I’ll just echo Neil Butterworth’s answer, and point out some trouble with your first idea:
You suggested,
Iterate through the array for, say, 100 times and exchange a random index with another random index
Make this rigorous. I'll assume the existance of randn(int n), a wrapper around some RNG, producing numbers evenly distributed in [0, n-1].
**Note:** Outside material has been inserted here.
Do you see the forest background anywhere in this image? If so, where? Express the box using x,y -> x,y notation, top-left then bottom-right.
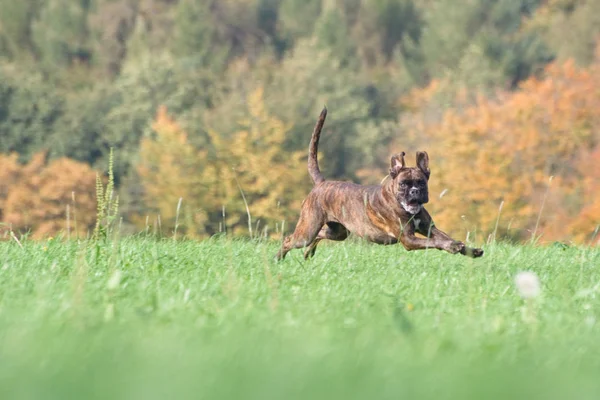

void silly_shuffle(size_t n, int a[n]) {
for (size_t i = 0; i < n; i++)
a[randn(n)] = a[randn(n)];
}
Notice that this is not any better than this simpler (but still wrong) version:
void bad_shuffle(size_t n, int a[n]) {
for (size_t i = 0; i < n; i++)
a[i] = a[randn(n)];
}
Well, what’s wrong? Consider how many permutations these functions give you: With n (or 2×n for silly_shuffle) random selections in [0, n-1], the code will “fairly” select one of n² (or 2×n²) ways to shuffle the deck. The trouble is that there are n! = n×(n-1)×…×2×1 possible arrangements of the array, and neither n² nor 2×n² is a multiple of n!, proving that some permutations are more likely than others.
The Fisher-Yates shuffle is actually equivalent to your second suggestion, only with some optimizations that change (performance = 0, complexity = serious) to (performance = very good, complexity = pretty simple). (Actually, I’m not sure that a faster or simpler correct version exists.)